Here’s to the Tinkerers


by Guy McKhann, M.D.

July 13, 2016

This is a column from Dana's print publication, Brain in the News.

Today I would like to highlight the work of a French neurosurgeon, Alim-Louis Benabid. Benabid, along with his American colleague Mahlon DeLong at Emory, founded the use of deep brain stimulation to treat Parkinson’s disease. For this work, they shared the Lasker-DeBakey Award for Clinical Medical Research in 2014. For many, the Lasker Awards are the American equivalent of a Nobel Prize. 

As outlined in the article, “Meet the French Neurosurgeon Who Accidentally Invented the ‘Brain Pacemaker,’” Benabid is a most unusual neurosurgeon. First of all, he came from a background in physics, not biology like most neurosurgeons. Secondly, like many inventors, he was a tinkerer. It was not uncommon for Benabid to ask himself, “I wonder what will happen if I do this…” And that is how he came across a unique purpose for deep brain stimulation (DBS). At that time the surgical approach to modifying Parkinson’s disease was to make a lesion in the basal ganglia. When a lesion is made, neurons are permanently damaged and the lesion is irreversible. With DBS, the introduced electric current interrupts the signals in the neuronal systems involving the motor and other signals in this part of the brain. When the current is turned off the neuronal systems return to their previous state.

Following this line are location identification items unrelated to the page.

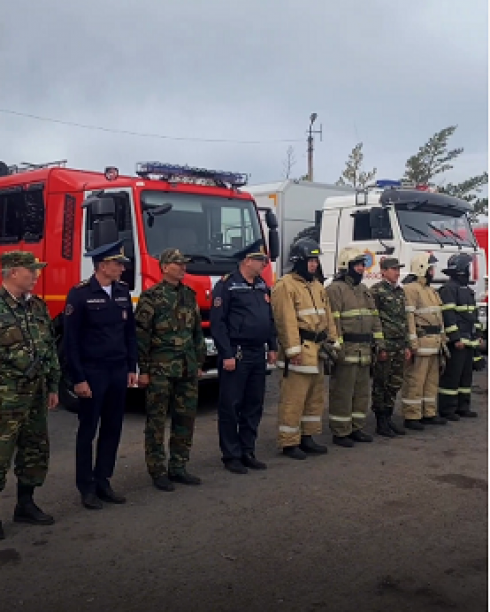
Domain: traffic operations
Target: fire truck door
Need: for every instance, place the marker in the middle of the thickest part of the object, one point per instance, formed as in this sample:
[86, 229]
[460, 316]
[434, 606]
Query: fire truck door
[126, 230]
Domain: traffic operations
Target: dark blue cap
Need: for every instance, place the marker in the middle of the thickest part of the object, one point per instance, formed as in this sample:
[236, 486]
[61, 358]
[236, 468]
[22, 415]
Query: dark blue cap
[255, 251]
[109, 252]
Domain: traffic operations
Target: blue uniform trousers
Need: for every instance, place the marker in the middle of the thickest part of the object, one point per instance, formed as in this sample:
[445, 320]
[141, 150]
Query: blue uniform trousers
[241, 401]
[108, 383]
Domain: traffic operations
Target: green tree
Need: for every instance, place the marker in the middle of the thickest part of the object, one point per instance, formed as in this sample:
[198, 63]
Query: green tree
[354, 175]
[435, 158]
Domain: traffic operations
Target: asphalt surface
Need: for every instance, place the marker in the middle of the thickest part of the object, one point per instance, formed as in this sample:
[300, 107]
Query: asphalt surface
[396, 525]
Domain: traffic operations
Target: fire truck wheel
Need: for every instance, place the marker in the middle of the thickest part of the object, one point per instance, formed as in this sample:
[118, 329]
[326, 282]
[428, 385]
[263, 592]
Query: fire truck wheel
[68, 399]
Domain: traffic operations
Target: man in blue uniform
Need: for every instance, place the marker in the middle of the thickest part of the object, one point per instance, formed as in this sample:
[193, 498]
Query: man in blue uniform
[101, 354]
[241, 326]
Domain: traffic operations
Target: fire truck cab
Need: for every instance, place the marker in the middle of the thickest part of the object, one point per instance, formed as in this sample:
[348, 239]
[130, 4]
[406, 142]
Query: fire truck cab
[59, 213]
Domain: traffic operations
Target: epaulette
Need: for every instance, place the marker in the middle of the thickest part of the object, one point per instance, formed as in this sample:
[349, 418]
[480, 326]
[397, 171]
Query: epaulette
[84, 283]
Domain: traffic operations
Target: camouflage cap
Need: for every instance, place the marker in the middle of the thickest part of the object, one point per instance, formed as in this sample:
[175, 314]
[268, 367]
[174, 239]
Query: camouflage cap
[21, 259]
[390, 262]
[173, 256]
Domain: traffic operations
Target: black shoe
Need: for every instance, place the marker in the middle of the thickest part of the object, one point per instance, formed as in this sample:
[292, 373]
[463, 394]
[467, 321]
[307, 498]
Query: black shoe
[184, 478]
[26, 511]
[91, 501]
[163, 483]
[308, 445]
[251, 462]
[106, 493]
[383, 428]
[397, 429]
[467, 414]
[437, 420]
[452, 417]
[294, 452]
[360, 436]
[343, 441]
[414, 424]
[235, 466]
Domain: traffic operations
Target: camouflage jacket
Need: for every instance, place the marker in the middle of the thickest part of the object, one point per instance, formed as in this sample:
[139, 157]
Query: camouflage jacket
[168, 330]
[390, 302]
[27, 341]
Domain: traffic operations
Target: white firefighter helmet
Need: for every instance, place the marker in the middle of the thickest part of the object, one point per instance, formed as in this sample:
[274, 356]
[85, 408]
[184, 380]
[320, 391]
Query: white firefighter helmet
[421, 263]
[350, 255]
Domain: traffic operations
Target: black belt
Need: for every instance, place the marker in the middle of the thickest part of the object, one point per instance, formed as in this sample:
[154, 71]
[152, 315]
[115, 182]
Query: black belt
[430, 329]
[368, 338]
[304, 334]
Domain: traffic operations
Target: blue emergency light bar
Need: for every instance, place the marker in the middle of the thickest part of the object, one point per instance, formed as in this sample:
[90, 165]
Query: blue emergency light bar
[171, 171]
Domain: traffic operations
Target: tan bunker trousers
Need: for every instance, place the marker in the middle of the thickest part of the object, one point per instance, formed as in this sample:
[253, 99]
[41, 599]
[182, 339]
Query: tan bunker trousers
[419, 391]
[349, 398]
[301, 407]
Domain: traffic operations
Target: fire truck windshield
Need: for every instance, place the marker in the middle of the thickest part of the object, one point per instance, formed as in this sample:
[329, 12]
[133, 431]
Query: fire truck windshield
[434, 225]
[208, 228]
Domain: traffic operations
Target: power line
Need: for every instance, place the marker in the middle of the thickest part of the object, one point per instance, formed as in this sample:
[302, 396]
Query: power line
[142, 134]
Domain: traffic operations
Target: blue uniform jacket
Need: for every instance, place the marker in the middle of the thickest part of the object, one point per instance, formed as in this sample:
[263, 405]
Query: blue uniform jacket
[98, 329]
[241, 315]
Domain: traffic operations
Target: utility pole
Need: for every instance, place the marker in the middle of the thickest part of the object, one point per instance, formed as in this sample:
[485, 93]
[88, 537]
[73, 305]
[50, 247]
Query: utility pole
[311, 131]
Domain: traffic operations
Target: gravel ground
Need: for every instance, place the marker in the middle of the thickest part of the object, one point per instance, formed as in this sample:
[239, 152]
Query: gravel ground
[397, 525]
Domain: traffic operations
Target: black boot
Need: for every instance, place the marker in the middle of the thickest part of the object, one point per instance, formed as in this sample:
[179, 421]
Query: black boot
[26, 510]
[397, 429]
[308, 445]
[382, 428]
[434, 420]
[360, 436]
[414, 424]
[294, 452]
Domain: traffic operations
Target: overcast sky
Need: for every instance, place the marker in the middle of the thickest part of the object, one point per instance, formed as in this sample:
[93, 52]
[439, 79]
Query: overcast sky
[386, 72]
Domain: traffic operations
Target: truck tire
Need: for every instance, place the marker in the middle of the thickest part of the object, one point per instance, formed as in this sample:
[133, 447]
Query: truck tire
[312, 232]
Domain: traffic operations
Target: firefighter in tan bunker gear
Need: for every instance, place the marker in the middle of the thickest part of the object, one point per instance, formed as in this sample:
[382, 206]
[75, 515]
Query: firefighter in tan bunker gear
[359, 330]
[427, 340]
[303, 322]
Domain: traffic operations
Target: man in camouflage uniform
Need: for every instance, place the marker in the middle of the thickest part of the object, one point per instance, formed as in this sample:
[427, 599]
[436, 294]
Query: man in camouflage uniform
[29, 382]
[388, 375]
[171, 353]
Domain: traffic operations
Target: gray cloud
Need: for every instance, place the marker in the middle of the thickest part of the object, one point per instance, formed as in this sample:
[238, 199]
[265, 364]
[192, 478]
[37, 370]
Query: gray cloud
[387, 73]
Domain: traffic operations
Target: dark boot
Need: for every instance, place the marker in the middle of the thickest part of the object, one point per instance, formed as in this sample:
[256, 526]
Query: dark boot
[343, 441]
[107, 494]
[382, 428]
[414, 425]
[183, 477]
[294, 452]
[467, 414]
[360, 436]
[397, 429]
[251, 462]
[91, 501]
[163, 483]
[26, 510]
[308, 445]
[437, 420]
[235, 466]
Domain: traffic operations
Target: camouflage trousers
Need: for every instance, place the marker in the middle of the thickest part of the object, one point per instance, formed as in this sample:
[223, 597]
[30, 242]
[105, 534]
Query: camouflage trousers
[176, 397]
[23, 426]
[388, 380]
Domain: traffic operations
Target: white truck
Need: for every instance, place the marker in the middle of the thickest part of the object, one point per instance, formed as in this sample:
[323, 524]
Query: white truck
[386, 219]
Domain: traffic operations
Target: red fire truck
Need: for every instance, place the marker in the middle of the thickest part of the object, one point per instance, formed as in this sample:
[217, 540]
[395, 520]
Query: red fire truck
[59, 213]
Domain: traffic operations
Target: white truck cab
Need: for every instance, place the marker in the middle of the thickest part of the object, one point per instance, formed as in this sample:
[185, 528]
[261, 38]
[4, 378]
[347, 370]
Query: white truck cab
[390, 219]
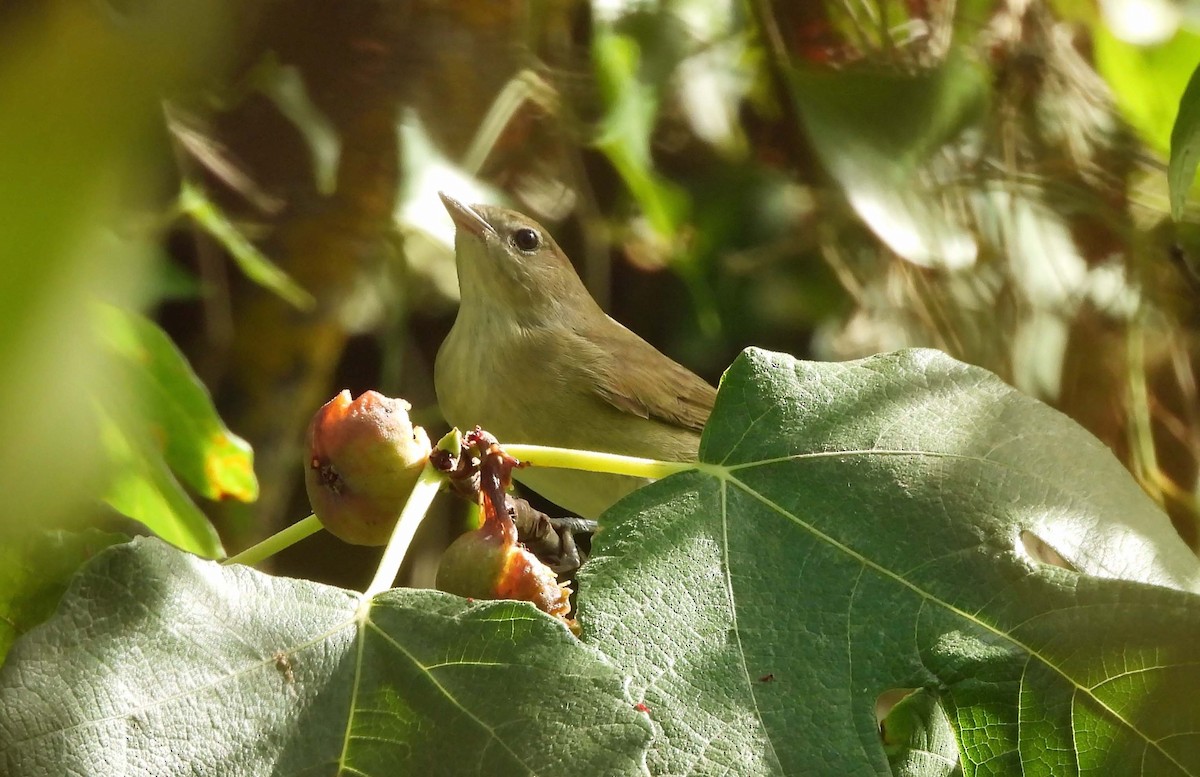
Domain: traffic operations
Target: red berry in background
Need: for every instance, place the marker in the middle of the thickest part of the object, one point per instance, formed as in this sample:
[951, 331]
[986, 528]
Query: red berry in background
[363, 458]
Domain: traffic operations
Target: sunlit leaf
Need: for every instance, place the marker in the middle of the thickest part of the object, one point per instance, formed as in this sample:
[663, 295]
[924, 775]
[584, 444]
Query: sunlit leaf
[1185, 146]
[35, 571]
[857, 528]
[142, 486]
[274, 675]
[903, 528]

That is the first part of the equation. The second is the question of where, in the brain, to put the end of the wire that will produce the current. That’s where DeLong and his colleagues come in. First at Hopkins, and then at Emory, DeLong studied the anatomy and physiology of the basal ganglia in normal primates and in primates with a form of experimental Parkinson’s. The experimental Parkinson’s was induced by feeding the animals a poison, MPTP—an analogue of heroin that produces a Parkinson’s-like disease in humans. DeLong’s recordings indicated that in the Parkinson’s-like animals, the neuronal systems were hyperactive. He then placed lesions in various places to see if he could bring that hyperactivity back toward normal and, in turn, relieve the symptoms. He found that the most successful place to lesion was the subthalamic nucleus, a small group of neurons that were a hub for neuronal systems. He discussed this with Benabid, and the subthalamic nucleus became the target of choice for DBS. The rest is history: At least 150,000 patients with Parkinson’s disease have received DBS as therapy.

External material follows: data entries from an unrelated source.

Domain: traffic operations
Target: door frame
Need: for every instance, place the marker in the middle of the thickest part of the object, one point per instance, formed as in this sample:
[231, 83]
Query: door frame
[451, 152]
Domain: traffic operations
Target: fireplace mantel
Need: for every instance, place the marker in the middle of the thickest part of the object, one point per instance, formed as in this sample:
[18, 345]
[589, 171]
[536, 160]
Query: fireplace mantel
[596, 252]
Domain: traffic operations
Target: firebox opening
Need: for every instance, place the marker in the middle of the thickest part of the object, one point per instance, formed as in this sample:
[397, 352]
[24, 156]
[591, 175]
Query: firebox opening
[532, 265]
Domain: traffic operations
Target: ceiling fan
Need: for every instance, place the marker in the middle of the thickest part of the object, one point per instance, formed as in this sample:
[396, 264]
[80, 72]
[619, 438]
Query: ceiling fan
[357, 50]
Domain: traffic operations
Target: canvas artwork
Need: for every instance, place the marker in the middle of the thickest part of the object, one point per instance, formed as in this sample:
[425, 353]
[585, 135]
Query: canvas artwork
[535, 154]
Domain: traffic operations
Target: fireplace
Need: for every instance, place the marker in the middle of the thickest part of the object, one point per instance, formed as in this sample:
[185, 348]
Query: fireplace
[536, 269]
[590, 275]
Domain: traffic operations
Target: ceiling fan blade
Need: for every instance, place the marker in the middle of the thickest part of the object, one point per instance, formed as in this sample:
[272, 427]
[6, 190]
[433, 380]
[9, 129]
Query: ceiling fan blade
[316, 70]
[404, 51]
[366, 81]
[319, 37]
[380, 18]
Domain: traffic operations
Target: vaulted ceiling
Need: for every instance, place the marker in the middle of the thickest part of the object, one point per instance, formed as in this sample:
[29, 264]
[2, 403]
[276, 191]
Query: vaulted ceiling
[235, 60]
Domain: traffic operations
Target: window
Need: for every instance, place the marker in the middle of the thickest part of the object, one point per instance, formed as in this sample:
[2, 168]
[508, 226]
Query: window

DBS is now used or being tried for other disorders such as other forms of tremor, dystonia (a condition in which opposing muscles contract simultaneously), depression, and even Alzheimer’s disease. If it does not work in a particular patient, the hardware can be removed and you are back to square one, with the brain intact.

As a neurologist, I have often envied the neurosurgeons because they have direct access to the human brain. Most neurosurgeons don’t take advantage of this. But a few tinkerers do. We need more tinkerers.